Artikel
Upaya pemerintah padukan pendidikan vokasi dengan dunia usaha
Oleh M Razi Rahman
9 Juli 2019 12:13 WIB
Presiden Joko Widodo (tengah) memimpin rapat terbatas di Istana Merdeka, Jakarta, Kamis (16/5/2019). Ratas itu membahas pendidikan dan pelatihan vokasi. ANTARA FOTO/Akbar Nugroho Gumay/aww.
Jakarta (ANTARA) - Psikiater Austria, Victor E Frankl (1905-1997) pernah menyatakan bahwa "Setiap orang memiliki vokasi atau tugas khusus dalam hidupnya, setiap orang harus menjalankan penugasan nyata yang akan membutuhkan pemenuhan hidupnya".
Menurut Kamus Besar Bahasa Indonesia, makna dari vokasi adalah "pekerjaan yang sesuai dengan kualifikasi atau keahlian".
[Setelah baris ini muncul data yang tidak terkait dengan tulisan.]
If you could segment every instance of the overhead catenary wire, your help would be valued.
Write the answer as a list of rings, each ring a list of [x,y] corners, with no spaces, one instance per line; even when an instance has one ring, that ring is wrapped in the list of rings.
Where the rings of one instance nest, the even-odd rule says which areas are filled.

Sedangkan di era digitalisasi seperti ini, rasanya lumrah bila banyak pendidikan vokasi yang membutuhkan penguasaan atas berbagai ilmu dan teknologi digital yang sedang berkembang pesat seperti sekarang.
Peneliti Center for Indonesian Policy Studies (CIPS) Indra Krishnamurti menyatakan pemerintah perlu lebih mengembangkan ekonomi digital di Nusantara.
Hal itu dapat dilakukan dengan mengeluarkan kebijakan yang benar-benar mendukung optimalisasi peranan pendidikan vokasi guna menciptakan SDM bidang literasi digital yang memadai.
Dalam rangka mengoptimalkan pendidikan vokasi membutuhkan kerja sama banyak pihak, seperti pemerintah daerah dan juga industri.
Indra berpendapat bahwa dengan sinergi keduanya, maka diharapkan dapat membuat kurikulum dan pengajaran yang tepat sasaran karena sesuai dengan kebutuhan industri.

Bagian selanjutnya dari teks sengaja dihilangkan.